In 2011, researchers from North Carolina University have developed a method to find out what video game players want - when they're playing their games. The method, researchers say, can accurately predict the behavior of players in online role-playing games.

We are able to predict what a player in a game will do based on his or her previous behavior, with up to 80 percent accuracy, Brent Harrison, a Ph.D. student at NC State and co-author of the paper describing the research said in a statement.

The research team used a data-driven predictive method by analyzing the behavior of 14,000 players in the massively multiplayer online role-playing game (MMORPG) World of Warcraft. In World of Warcraft, the researchers collected data in which order did players receive their achievement badges.  They identified the degree to which each individual achievement was correlated to every other achievement.
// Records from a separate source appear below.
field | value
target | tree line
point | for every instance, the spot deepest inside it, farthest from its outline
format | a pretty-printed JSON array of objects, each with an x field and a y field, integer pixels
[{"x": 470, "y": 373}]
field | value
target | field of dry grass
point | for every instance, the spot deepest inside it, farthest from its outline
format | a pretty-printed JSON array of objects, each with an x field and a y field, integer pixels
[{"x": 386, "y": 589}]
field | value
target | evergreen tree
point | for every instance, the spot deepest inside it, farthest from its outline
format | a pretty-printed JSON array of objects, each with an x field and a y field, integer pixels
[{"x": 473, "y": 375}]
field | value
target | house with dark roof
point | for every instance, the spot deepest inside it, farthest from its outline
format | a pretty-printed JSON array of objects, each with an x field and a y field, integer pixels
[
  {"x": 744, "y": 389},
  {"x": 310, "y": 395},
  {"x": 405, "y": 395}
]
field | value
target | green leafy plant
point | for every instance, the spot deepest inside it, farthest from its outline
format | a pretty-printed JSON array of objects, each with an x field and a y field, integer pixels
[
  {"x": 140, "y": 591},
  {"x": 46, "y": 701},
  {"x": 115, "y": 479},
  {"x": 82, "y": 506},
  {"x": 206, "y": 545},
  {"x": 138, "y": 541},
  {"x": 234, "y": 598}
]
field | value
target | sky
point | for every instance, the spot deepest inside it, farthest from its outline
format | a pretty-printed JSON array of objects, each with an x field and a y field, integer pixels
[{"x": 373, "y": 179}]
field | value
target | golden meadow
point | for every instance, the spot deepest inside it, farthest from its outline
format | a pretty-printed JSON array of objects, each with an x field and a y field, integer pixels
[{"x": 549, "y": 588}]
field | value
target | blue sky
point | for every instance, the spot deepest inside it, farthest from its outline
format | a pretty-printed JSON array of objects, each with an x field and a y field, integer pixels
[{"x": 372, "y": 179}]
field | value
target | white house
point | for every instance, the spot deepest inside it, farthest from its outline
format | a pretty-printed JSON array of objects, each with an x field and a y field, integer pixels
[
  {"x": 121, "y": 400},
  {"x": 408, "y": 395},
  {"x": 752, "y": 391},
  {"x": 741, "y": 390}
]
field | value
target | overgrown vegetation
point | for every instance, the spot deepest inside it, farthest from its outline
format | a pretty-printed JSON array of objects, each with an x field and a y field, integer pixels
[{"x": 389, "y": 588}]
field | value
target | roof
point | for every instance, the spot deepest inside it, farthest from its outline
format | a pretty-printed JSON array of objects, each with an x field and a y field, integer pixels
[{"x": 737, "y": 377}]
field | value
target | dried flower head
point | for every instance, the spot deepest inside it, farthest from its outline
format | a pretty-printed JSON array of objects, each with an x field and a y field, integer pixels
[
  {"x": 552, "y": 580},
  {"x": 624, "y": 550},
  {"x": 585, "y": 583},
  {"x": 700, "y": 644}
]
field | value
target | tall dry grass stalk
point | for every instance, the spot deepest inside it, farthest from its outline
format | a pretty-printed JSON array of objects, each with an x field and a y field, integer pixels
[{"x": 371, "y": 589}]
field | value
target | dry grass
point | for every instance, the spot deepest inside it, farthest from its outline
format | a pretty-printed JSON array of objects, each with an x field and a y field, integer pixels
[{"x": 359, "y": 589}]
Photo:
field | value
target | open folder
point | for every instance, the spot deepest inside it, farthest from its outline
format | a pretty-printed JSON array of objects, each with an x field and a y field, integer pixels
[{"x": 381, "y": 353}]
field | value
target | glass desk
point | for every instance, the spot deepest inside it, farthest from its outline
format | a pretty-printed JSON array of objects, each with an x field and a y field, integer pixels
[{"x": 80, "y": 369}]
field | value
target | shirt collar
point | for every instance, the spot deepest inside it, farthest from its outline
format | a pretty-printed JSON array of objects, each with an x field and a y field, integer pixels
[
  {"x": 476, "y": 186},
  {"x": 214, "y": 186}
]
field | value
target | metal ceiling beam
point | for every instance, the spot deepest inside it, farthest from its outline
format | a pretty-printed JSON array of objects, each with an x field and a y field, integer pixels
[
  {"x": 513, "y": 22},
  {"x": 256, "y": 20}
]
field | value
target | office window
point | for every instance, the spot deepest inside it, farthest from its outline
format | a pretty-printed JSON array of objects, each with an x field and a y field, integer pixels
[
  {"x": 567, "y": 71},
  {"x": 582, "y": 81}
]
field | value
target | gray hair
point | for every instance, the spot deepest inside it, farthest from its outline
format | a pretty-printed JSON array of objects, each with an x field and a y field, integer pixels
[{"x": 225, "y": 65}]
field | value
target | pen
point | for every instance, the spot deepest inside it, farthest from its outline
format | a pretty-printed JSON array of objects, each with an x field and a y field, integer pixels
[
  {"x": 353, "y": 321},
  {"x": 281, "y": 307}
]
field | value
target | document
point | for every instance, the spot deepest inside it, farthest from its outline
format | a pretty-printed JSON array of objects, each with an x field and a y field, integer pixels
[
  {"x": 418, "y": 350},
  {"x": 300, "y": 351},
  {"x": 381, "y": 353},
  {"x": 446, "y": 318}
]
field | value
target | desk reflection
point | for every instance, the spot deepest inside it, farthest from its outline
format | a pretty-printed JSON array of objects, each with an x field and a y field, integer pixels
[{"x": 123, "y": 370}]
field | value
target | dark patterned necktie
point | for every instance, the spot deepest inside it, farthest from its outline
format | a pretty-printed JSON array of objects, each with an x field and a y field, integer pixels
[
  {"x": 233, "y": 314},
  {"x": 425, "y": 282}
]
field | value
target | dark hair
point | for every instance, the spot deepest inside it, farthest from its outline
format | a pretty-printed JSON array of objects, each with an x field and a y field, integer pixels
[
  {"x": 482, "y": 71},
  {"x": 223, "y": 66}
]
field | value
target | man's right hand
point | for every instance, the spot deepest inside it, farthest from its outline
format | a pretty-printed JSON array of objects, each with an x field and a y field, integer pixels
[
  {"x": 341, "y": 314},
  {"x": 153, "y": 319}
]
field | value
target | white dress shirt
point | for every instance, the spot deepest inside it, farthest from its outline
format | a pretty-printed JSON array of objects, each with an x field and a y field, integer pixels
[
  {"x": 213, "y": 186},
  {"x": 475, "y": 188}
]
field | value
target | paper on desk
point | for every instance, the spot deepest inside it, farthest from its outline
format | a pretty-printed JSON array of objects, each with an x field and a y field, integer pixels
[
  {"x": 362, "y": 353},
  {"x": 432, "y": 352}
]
From there, the researchers grouped closely correlated achievements together into cliques. They thought those cliques could be used to predict player behavior. If a player achieved four out of seven achievements in a clique, there was a good chance they would go after the other three.

The research could be useful to help publishers develop new game content, or help players go to the parts of a game they will enjoy most.

A good game stands on its own. If you want to improve it, you have to make sure players will like any changes you make. This research can help researchers get it right, because if you have a good idea of what players like, you can make informed decisions about the kind of storylines and mechanics those players would like in the future, Dr. David L. Roberts, an assistant professor of computer science at NC State and co-author of the paper, said in a statement.

This work could obviously be used for World of Warcraft or other MMORPGs but it also applies to any setting where users are making a series of decisions. That could be other gaming formats, or even online retailing, he added.

The researchers plan on presenting the paper, Using Sequential Observations to Model and Predict Player Behavior, at the Foundations of Digital Games Conference in Bordeaux, France on June 29.